Fields of Gold also provides an insight into the power struggle between the media and government spin doctors. Under pressure from Number Ten at one point, the drama’s fictitious newspaper, The Post, decides to pull a controversial story.

Rusbridger laughing, says that such an occurrence has never happened at The Guardian. But he adds, “I am familiar with the business of trying to operate on too little information. In the drama, I wanted to include dealings with the spin machine and the difficulties for an editor of taking decisions of great enormity with inadequate information and insufficient time. As an editor, you’re always at a disadvantage. You’ve only got two cards and the competition is not going to show you the other four. It’s a game of poker. Sometimes you have to go for it, but you know the other side have always got more cards”.

Unsurprisingly, Fields of Gold offers a much more authentic portrayal of the controlled hysteria of a newsroom than many other drams have managed. Both the world-weary, boozy Lodge and Dave McArdle (Ron Cook), the gung-ho editor (“While you’re at it, crank up some pipe-smoker for an opinion piece – IS This The Death of Modern Medicine as We Know It?) are familiar figures in any newspaper office.

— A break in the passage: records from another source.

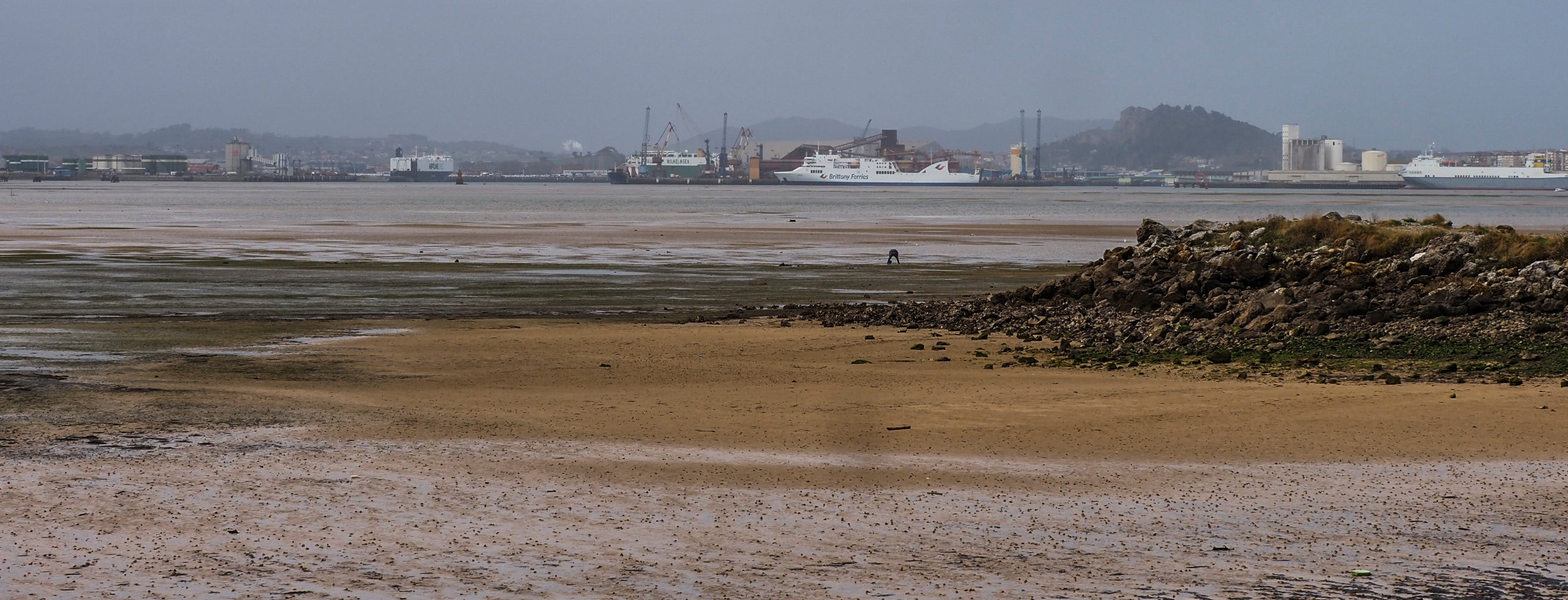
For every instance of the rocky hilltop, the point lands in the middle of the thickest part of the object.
(1170, 138)
(1325, 287)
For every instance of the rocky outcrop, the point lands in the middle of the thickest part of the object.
(1225, 286)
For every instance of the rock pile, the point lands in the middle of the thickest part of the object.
(1250, 286)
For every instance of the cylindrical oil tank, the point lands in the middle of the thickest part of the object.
(1374, 161)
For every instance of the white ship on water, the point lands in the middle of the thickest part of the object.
(846, 170)
(1429, 171)
(421, 167)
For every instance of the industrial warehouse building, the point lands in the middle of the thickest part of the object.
(27, 164)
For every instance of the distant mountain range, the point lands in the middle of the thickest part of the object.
(1170, 138)
(993, 137)
(208, 143)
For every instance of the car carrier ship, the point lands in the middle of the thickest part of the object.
(849, 170)
(1432, 173)
(421, 168)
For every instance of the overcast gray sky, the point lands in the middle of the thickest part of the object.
(1379, 74)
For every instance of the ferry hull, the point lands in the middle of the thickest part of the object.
(871, 184)
(1488, 184)
(421, 176)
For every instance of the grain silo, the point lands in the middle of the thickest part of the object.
(1374, 161)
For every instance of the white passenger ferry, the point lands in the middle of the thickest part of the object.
(844, 170)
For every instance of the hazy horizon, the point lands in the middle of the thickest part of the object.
(1398, 74)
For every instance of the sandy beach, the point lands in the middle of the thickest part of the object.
(523, 458)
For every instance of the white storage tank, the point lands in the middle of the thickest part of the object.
(1374, 161)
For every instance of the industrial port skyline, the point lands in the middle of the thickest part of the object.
(540, 74)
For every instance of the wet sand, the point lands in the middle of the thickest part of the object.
(634, 460)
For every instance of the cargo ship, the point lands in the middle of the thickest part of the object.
(1431, 173)
(665, 164)
(847, 170)
(421, 168)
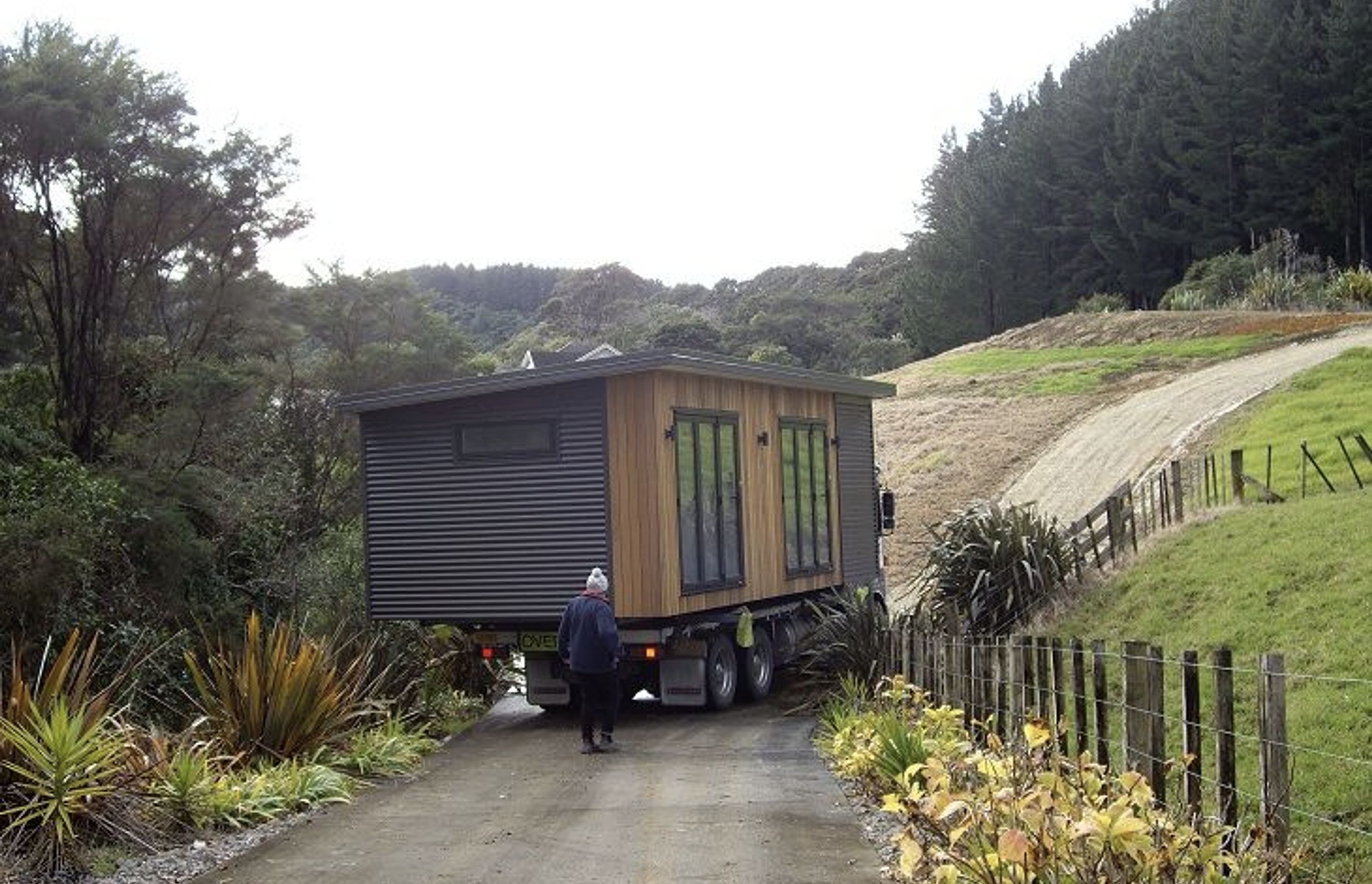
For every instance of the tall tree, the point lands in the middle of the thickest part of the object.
(117, 221)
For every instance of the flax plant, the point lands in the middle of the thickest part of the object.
(991, 566)
(282, 695)
(66, 771)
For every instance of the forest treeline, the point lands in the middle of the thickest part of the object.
(168, 452)
(1200, 128)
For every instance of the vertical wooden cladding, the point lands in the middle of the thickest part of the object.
(643, 489)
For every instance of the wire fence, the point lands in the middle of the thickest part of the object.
(1209, 735)
(1167, 496)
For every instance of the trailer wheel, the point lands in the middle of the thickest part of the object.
(758, 665)
(721, 673)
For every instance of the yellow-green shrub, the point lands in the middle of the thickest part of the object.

For all that, Rusbridger knows that by writing this drama he has made himself a sitting target for other editors. They are not always a breed overflowing with the milk of human kindness, and he’s expecting the worst. “I’m braced for a bucketload of the brown stuff from the other papers,” he says. “It’s interesting to be on the receiving end. I’m sure I’ll feel the tables have been turned by the end of this. But if the newspaper office has a feeling of reality that some other dramas haven’t, then maybe they’ll forgive me”.